Miscellaneous 3 min. read

Warrantless Surveillance Law Proves It’s Time to Take Privacy into Our Own Hands

Warrantless Surveillance Law Proves It’s Time to Take Privacy into Our Own Hands

The warrantless surveillance law, otherwise known as Section 702 of the Foreign Intelligence Surveillance Act, gained mass attention back in 2013 when Edward Snowden leaked information that the NSA was using it to spy on Americans’ text messages, phone calls, emails, and Internet activity—all legally, and without warrants.

That law has just been passed for another six years by the U.S. House of Representatives, and is now in front of the Senate where it too is expected to pass.

Naturally, this has caused quite the uproar. It’s less a debate over the intent of Section 702, rather how this law is interpreted. The act allows the NSA to monitor the communications of foreigners located outside of the U.S to gather foreign intelligence—which is the law’s intended purpose. Most agree that this is a good thing, and information discovered via Section 702 equates to a large portion of the President’s daily intelligence briefings.

Where things fall apart, however, is in the domestic use of the law. Millions of Americans who were not specifically targets had their private information included in the NSA’s surveillance.

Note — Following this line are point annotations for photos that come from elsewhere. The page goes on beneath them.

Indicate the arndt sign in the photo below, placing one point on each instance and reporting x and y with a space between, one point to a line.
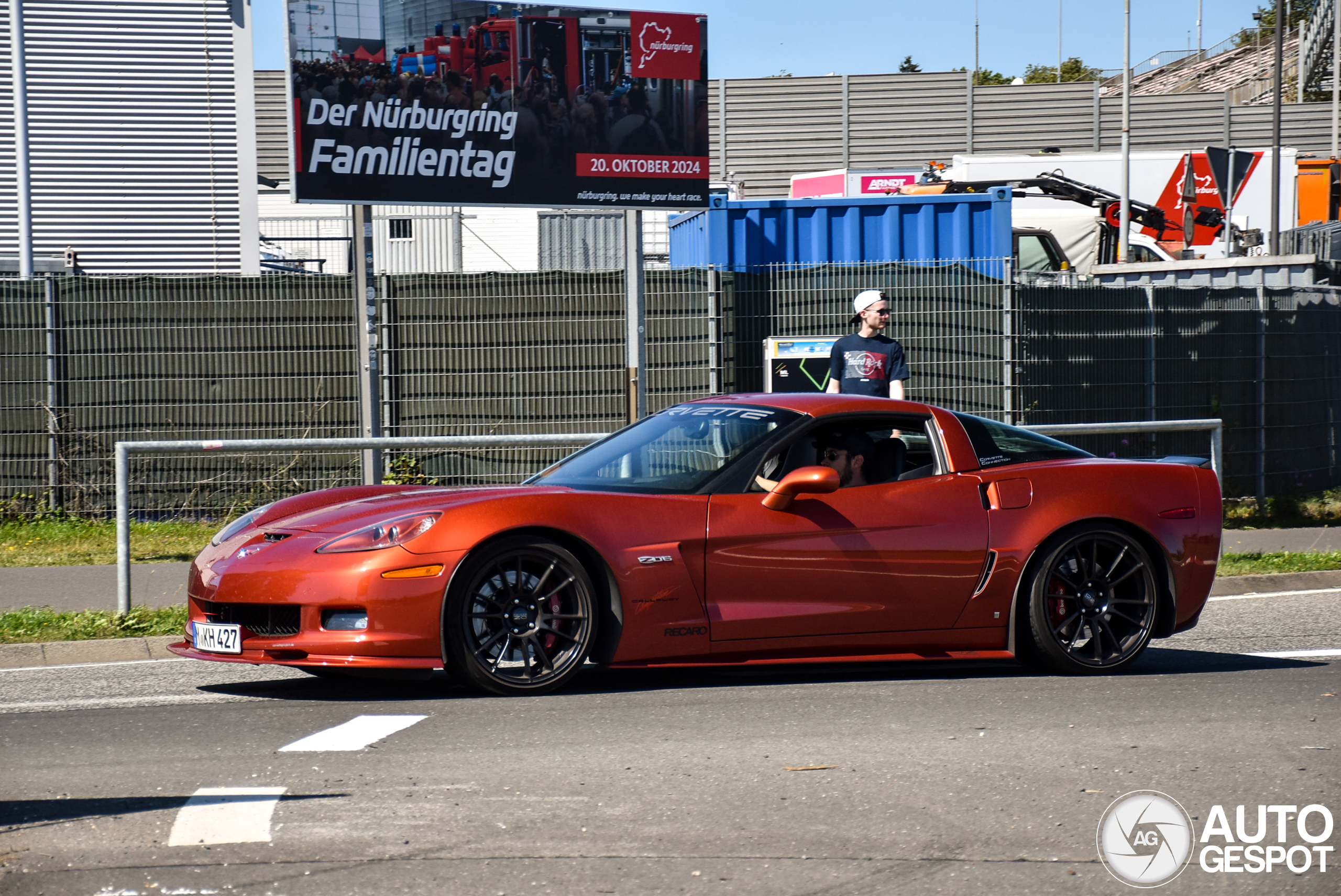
570 109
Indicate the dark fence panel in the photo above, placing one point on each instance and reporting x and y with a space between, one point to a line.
1263 361
171 357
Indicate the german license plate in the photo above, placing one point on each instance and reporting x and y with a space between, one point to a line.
219 639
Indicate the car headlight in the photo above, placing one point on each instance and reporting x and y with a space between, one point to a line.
238 525
386 534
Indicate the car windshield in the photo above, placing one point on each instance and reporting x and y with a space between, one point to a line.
675 451
998 445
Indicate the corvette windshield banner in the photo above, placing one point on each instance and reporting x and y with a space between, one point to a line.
510 105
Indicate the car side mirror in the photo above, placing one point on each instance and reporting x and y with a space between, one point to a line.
804 481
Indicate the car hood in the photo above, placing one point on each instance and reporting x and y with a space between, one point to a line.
349 514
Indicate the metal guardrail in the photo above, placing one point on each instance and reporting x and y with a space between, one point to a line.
1214 424
126 448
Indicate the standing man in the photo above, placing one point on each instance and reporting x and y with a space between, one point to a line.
867 362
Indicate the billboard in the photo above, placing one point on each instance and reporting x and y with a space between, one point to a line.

And much of that data has reportedly been made available to the FBI and CIA.

“Because of these votes, broad NSA surveillance of the Internet will likely continue, and the government will still have access to Americans’ emails, chat logs, and browsing history without a warrant,” said David Ruiz, a staff attorney at the Electronic Frontier Foundation. “Because of these votes, this surveillance will continue to operate in a dark corner, routinely violating the Fourth Amendment and other core constitutional protections.”

Senators Rand Paul (R-KY), Michael Lee (R-UT), Patrick Leahy (D-VT), and Ron Wyden (D-OR) agree, presenting a bipartisan letter to colleagues stating that “this bill allows an end-run on the Constitution by permitting information collected without a warrant to be used against Americans in domestic criminal investigations.”

“Lawmakers have a responsibility to make sure Americans understand what the impact will be of the laws they pass,” Wyden wrote in The Cipher Brief. “Having support for the laws you pass is what makes a government legitimate.”

Section 702’s intended purpose is to protect American soldiers, keep U.S. decision-makers informed about the intentions of adversary nations, and help federal agents detect and prevent terrorist attacks on U.S. soil. However, the evaluation of 160,000 emails and instant messenger conversations collected under Section 702 between 2009 and 2012 (leaked by Snowden in 2013) showed that 90% of them were from online accounts that were not foreign surveillance targets, according to the Washington Post. And nearly half belonged to U.S. citizens or residents.

This alone indicates that this law is in need of serious reform to protect the privacy of American citizens; those citizens deserve to understand what information the NSA is collecting from them.

So how can you protect yourself?

Privacy solutions and applications have been skyrocketing in demand, and with news that this law will likely prevail for another six years—as well as the recent scrapping of Net Neutrality—that demand is only going to increase as people seek to take their online security and privacy into their own hands.

The best way to protect yourself against online surveillance is to use a trusted and secure VPN, or virtual private network. A VPN protects your privacy online by creating a secure “tunnel” on the Internet between the VPN server and your device, ensuring all information transmitted is encrypted. And the word “encrypted” here is the key; this allows you to remain anonymous online and protect your data from peeping Toms.

The way things are currently headed, every user in America should take the proper precautions against warrantless government surveillance. Because regardless of Wyden and his colleagues’ concerns, this bill looks set to pass.